Recommended additional steps Dr. Do Right ought to have taken
Dr. Do Right ought to have had the staff as well as the departments responsible for where the malpractices were happening investigated. This would help to know which of the employees were involved in the deaths and whether negligence was a reason for the deaths. Any employee suspected or found guilty of being negligent should have been suspended immediately pending the outcome of the investigations. Such an action would reduce the number of deaths that were experienced. Each head of the department should also have been responsible for the actions taking place in their departments. They are the ones who know each employee and their duties. This would have greatly reduced the liability of the universal human care hospital.
Description and application of the deontology principle to Dr. Do Right’s ethical dilemma
The deontological theory affirms that one should stick to their responsibility and tasks when examining a moral dilemma. Each person should follow the duties that they have to another person or society (Singer, P. 1981). Doing this is considered to be morally and ethically right. Dr. Do Right should not have accepted the medical award of the year conferred upon him.

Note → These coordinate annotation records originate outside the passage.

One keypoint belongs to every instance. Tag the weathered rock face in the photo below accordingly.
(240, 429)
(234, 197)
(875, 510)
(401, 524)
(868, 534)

This is given the fact that he was aware of the deaths and the malpractices that were taking place in his facility under his leadership. Accepting the award was going against the principle of the deontological theory.
Description and application of the utilitarianism principle to the Dr. Do Right’s ethical dilemma
Utilitarianism theory is based on the ability for one to predict the consequences of each action that occurs. When making a choice, which will benefit the majority of the people is the one that is ethically correct (Shaw, H.1999). This principle is divided into act and rule utilitarianism. Dr. Do right should have followed on the results of the investigation and sought to know what was the real source of the deaths. This is a choice that would have been morally and ethically correct. It would also have been the best choice as all the patients would benefit from the results of the investigation conducted and also the subsequent dismissal of the guilty parties. Making such a choice would also have benefitted all the stake holders as the future sustainability of the facility is dependent on such choices.